Analysis of Off-Policy $n$-Step TD-Learning with Linear Function Approximation
Han-Dong Lim, Donghwan Lee
TL;DR
The paper addresses the instability of off-policy TD learning with linear function approximation in the presence of bootstrapping (the deadly triad) by analyzing both model-based deterministic counterparts and model-free reinforcement learning algorithms. It shows that the projected $n$-step Bellman operator becomes contractive for sufficiently large $n$, enabling convergence of $n$-step value iterations; it then develops two model-free off-policy $n$-step TD algorithms and proves their almost-sure convergence under i.i.d. and Markov observation models via an ODE-based stochastic approximation framework. The work derives explicit finite-$n$ conditions (e.g., Schur/Hurwitz criteria) and provides bounds that scale only logarithmically with problem factors, connecting contraction properties to the stability of the learning dynamics.
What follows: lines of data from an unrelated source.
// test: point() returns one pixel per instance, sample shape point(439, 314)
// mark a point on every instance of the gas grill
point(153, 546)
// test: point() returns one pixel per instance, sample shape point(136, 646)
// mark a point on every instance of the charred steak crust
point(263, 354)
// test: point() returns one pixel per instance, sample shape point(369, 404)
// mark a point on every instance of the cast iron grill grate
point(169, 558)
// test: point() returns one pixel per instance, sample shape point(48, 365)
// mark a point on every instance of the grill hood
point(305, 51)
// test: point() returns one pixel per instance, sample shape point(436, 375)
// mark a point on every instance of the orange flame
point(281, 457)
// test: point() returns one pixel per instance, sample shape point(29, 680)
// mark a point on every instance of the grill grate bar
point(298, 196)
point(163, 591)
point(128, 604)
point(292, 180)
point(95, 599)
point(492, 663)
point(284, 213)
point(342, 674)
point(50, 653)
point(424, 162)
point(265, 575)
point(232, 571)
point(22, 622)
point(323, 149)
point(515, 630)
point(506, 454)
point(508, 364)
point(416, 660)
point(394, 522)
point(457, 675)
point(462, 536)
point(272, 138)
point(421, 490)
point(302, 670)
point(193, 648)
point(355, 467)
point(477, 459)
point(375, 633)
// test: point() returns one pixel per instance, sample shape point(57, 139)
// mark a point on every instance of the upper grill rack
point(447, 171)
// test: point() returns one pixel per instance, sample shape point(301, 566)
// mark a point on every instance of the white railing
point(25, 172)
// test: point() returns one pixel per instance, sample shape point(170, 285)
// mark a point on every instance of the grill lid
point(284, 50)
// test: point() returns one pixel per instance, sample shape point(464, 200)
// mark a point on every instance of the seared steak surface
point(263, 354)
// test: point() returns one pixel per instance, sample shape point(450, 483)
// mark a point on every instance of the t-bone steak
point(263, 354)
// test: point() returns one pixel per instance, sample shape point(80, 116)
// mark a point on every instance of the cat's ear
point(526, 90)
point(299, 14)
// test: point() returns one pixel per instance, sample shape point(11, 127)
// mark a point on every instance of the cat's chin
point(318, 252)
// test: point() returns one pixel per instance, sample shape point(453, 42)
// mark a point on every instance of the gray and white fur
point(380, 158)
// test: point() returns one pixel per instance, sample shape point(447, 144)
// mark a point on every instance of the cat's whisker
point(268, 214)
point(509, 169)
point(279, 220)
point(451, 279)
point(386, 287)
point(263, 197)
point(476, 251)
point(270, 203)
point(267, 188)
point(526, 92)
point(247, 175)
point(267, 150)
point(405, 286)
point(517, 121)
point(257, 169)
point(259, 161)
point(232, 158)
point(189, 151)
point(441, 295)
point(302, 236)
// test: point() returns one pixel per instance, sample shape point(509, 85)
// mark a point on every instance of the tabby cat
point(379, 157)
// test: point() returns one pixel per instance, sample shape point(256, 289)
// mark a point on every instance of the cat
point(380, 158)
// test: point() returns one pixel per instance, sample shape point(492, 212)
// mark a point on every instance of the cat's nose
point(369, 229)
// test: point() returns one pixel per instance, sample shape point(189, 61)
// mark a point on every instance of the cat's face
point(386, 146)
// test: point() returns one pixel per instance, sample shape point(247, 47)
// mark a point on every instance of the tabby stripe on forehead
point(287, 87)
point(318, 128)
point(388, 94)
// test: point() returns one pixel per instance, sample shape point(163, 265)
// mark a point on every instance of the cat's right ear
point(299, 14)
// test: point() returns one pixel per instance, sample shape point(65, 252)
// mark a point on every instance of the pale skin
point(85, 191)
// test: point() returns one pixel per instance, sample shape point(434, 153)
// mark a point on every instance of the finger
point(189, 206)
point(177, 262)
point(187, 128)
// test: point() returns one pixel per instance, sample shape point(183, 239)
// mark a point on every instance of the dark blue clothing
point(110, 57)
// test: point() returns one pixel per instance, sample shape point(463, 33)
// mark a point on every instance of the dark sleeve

These results offer principled guidance for choosing $n$ in practice to stabilize off-policy multi-step TD learning with linear function approximation, and they deepen the theoretical understanding of how multi-step updates can overcome divergence in the deadly triad. Overall, the contributions bridge deterministic and stochastic analyses to enable robust off-policy reinforcement learning in settings where bootstrapping and function approximation interact unfavorably.
Abstract
This paper analyzes multi-step temporal difference (TD)-learning algorithms within the ``deadly triad'' scenario, characterized by linear function approximation, off-policy learning, and bootstrapping. In particular, we prove that $n$-step TD-learning algorithms converge to a solution as the sampling horizon $n$ increases sufficiently. The paper is divided into two parts. In the first part, we comprehensively examine the fundamental properties of their model-based deterministic counterparts, including projected value iteration, gradient descent algorithms, which can be viewed as prototype deterministic algorithms whose analysis plays a pivotal role in understanding and developing their model-free reinforcement learning counterparts. In particular, we prove that these algorithms converge to meaningful solutions when $n$ is sufficiently large. Based on these findings, in the second part, two $n$-step TD-learning algorithms are proposed and analyzed, which can be seen as the model-free reinforcement learning counterparts of the model-based deterministic algorithms.